En 2008, près de 6000 ont répondu à l'appel lancé par l'Ontarien Gerry Kirk, l'homme derrière Pair Vote. Environ 2800 d'entre elles avaient alors pu être jumelées. Cette fois, le site espère voir le nombre d'inscriptions doubler. «On s'attend à recevoir beaucoup d'inscriptions pendant la dernière semaine de la campagne», souligne Jean Le Clerc, un programmeur de l'Outaouais.

En 2008, Élections Canada a reconnu la légalité de l'échange de votes facilité par l'avènement de Facebook et de Twitter.

Projet Démocratie, le successeur de votezpourlenvironnement.ca lancé en 2008, adopte une approche plus traditionnelle. Formé d'une dizaine de personnes passionnées de sondages et de politique, le groupe invite les électeurs à voter de façon à barrer la route à un gouvernement conservateur majoritaire. Pour ce faire, le site publie des prédictions de vote pour les 308 circonscriptions du Canada. Ces prédictions sont principalement basées sur les résultats de 2008, sur les sondages et sur des informations obtenues par des observateurs sur le terrain.

Les deux organisations, qui sont sans but lucratif et comptent sur les dons de la population, se disent non partisanes. «La mention d'anticonservateur (qu'on retrouve sur le site de Pair Vote), c'est parce que c'est le parti au pouvoir, explique Jean Le Clerc. Notre objectif premier est d'avoir le plus grand impact possible pour atteindre notre but final qui est de rouvrir la discussion sur notre système électoral.»

Un impact sur le vote ?

De tels appels au vote stratégique peuvent-ils avoir un impact réel sur les résultats ? Les responsables de Pair Vote et de Projet Démocratie en sont convaincus. «Avec la Jack Mania, les choses changent rapidement au Québec, observe le porte-parole de Projet Démocratie, Christopher Majka. Il y a plusieurs circonscriptions où il y a une lutte entre le Parti conservateur, le Parti libéral, le Nouveau Parti démocratique et le Bloc Québécois. Dans ces cas, le vote stratégique peut avoir un impact.»
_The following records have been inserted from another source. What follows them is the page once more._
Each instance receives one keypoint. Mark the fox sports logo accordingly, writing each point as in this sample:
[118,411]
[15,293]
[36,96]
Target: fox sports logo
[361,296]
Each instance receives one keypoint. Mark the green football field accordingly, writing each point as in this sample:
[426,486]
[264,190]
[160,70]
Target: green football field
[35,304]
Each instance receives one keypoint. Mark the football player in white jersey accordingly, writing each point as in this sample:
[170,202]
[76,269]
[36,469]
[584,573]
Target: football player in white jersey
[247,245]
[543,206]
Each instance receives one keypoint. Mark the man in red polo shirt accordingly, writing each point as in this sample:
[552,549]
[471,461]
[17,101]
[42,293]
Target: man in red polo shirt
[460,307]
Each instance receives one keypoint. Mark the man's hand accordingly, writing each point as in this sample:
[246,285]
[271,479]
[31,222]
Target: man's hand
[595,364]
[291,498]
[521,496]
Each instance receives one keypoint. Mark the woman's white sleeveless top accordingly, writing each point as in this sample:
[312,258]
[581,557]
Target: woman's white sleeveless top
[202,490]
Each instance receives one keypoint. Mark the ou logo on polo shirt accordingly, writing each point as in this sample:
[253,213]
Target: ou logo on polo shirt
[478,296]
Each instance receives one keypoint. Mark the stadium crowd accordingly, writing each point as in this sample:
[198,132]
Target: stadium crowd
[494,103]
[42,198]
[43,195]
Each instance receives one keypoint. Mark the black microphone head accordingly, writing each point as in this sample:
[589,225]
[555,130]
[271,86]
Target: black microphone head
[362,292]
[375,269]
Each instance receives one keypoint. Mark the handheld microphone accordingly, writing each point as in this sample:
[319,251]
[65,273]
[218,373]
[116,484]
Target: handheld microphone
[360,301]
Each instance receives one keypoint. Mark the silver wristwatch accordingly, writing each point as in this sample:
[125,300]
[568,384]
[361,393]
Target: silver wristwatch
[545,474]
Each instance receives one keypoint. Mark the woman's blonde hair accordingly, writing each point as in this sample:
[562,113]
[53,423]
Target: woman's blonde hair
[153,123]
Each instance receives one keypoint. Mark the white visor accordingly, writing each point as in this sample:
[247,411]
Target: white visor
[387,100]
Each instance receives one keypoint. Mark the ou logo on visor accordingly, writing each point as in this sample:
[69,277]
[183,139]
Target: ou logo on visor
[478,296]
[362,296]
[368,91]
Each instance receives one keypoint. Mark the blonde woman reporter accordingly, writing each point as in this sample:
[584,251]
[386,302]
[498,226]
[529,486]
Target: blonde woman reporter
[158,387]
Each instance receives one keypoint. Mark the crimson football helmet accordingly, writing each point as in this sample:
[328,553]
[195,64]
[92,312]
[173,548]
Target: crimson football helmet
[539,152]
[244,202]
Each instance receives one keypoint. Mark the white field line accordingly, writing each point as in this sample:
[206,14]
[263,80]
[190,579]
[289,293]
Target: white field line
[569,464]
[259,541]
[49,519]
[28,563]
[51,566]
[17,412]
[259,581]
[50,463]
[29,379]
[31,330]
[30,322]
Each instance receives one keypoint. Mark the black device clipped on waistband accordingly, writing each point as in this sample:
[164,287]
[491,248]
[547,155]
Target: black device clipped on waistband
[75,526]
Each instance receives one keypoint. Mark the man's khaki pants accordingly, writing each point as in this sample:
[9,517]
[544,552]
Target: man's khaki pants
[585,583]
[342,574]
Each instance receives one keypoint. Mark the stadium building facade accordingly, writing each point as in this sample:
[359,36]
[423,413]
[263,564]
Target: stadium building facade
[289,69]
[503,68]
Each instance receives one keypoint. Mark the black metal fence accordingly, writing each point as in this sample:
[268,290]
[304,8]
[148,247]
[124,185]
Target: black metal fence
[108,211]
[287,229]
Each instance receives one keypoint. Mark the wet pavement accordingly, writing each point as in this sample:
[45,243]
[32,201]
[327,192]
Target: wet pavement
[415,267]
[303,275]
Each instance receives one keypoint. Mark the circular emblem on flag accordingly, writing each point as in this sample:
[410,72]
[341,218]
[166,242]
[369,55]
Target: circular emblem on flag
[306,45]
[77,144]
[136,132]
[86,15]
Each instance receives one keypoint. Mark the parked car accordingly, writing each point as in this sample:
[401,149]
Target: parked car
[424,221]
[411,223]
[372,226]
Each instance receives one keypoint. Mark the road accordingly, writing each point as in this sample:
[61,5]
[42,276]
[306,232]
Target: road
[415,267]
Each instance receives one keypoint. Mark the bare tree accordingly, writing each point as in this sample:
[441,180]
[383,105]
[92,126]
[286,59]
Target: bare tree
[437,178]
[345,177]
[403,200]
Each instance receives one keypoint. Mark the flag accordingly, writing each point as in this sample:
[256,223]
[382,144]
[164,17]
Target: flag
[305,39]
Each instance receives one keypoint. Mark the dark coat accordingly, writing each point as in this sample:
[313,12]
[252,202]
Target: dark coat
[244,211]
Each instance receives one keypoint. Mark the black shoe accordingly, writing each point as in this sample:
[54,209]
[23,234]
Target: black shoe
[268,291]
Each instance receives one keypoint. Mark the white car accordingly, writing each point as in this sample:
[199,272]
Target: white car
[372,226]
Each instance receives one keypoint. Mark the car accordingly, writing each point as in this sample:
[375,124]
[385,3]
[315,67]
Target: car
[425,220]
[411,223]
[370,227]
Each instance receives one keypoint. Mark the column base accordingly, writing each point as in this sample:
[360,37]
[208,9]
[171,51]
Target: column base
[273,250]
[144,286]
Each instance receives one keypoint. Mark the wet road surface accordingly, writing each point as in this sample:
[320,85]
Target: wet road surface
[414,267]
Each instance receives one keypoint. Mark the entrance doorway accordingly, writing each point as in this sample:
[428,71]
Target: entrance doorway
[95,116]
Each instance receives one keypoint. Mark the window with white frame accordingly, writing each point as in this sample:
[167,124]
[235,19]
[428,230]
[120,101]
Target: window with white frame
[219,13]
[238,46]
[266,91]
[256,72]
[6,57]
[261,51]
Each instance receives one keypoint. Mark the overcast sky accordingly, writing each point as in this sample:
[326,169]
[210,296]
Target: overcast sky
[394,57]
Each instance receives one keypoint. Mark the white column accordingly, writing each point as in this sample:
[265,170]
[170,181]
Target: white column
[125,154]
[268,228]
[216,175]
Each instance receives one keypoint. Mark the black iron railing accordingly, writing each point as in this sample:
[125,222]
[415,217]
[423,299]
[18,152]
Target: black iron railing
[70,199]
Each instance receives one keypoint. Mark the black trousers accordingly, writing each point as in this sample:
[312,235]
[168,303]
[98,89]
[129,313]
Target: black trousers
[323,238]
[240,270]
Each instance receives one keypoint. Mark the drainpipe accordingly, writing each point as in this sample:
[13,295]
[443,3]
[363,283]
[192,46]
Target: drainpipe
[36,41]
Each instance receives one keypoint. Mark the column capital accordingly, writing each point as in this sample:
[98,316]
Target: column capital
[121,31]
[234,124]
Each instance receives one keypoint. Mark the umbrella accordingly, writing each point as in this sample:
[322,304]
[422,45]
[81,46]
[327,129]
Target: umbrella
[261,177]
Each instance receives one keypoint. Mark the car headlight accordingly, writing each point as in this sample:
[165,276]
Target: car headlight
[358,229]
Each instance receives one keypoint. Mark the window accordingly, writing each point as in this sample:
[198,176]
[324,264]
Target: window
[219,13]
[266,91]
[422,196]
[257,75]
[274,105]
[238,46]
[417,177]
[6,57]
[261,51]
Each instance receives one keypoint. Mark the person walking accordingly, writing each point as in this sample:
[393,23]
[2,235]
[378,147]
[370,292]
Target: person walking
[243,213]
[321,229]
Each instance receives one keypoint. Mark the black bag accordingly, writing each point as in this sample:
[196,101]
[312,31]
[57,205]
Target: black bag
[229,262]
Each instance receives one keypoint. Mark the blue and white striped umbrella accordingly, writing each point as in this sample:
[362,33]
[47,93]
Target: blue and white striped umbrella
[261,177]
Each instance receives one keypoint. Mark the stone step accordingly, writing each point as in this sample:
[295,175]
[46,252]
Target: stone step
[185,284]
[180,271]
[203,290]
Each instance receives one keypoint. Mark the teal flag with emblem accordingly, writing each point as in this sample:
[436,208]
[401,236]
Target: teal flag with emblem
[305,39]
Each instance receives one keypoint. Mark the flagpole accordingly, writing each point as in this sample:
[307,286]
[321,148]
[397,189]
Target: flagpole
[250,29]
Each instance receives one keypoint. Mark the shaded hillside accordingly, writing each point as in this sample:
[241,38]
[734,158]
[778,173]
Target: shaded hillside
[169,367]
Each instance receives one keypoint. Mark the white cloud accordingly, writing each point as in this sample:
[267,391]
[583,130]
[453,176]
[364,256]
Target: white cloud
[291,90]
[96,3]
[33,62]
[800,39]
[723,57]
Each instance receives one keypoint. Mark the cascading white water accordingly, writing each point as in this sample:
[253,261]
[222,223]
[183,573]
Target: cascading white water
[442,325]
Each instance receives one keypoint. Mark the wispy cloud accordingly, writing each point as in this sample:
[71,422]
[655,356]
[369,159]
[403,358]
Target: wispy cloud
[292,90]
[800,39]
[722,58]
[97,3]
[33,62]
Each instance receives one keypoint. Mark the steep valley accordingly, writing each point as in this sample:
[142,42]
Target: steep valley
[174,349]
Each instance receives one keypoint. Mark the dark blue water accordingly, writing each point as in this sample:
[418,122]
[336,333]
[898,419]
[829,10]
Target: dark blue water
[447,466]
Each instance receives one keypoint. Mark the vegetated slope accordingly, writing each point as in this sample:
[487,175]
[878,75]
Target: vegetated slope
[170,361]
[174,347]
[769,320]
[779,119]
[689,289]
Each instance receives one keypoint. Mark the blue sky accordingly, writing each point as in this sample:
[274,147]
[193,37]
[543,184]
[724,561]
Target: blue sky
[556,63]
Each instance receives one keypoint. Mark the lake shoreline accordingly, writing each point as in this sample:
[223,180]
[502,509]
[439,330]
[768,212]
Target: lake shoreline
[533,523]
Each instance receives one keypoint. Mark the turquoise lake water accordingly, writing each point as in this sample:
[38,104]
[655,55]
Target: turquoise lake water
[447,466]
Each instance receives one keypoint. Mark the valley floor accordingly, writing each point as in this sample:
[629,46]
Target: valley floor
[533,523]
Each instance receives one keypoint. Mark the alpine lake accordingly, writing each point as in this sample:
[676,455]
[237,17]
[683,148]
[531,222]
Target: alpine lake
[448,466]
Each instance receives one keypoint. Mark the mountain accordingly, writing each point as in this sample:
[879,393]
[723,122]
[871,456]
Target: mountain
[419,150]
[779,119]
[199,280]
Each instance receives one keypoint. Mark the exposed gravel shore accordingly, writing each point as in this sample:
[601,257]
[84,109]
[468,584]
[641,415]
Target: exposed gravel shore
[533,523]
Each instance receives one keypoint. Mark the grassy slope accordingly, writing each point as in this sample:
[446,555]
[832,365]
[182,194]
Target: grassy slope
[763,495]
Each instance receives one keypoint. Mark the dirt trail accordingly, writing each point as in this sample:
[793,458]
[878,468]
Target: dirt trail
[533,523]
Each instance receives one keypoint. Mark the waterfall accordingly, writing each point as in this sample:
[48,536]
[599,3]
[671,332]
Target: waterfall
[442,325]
Pair Vote croit lui aussi à son influence sur les résultats du scrutin. Selon Jean Le Clerc, l'échange de votes a contribué à influencer les résultats dans deux comtés chauds en 2008, soit Edmonton-Strathcona et Esquimault-Juan de Fuca.

Le politologue de l'Université d'Ottawa Christian Rouillard est sceptique. «Ça va avoir, au mieux, un effet marginal, croit-il. Ça ne peut une faire différence que dans circonscriptions où les résultats sont extrêmement serrés. En théorie, au Québec, il y a peut-être trois circonscriptions où ça pourrait fonctionner. En pratique, ça ne fonctionne probablement pas du tout.»

Christian Rouillard souligne que rien dans la littérature des sciences politiques ne suggère que le vote stratégique a déjà eu un impact significatif quelque part.

Le principe d'honneur sur lequel est basé le système d'échange de votes entre les électeurs l'irrite également. «On ne peut jamais être sûr que ça a eu lieu, remarque-t-il. C'est un acte individuel dans un isoloir.»

Il appuie toutefois la position des deux sites internet sur la nécessité de réformer le mode de scrutin. «L'élément positif dans tout ce qu'ils disent, c'est de souligner que c'est criant la nécessité de changer notre mode de scrutin pour qu'on ait plus les distorsions qu'on connaît maintenant.»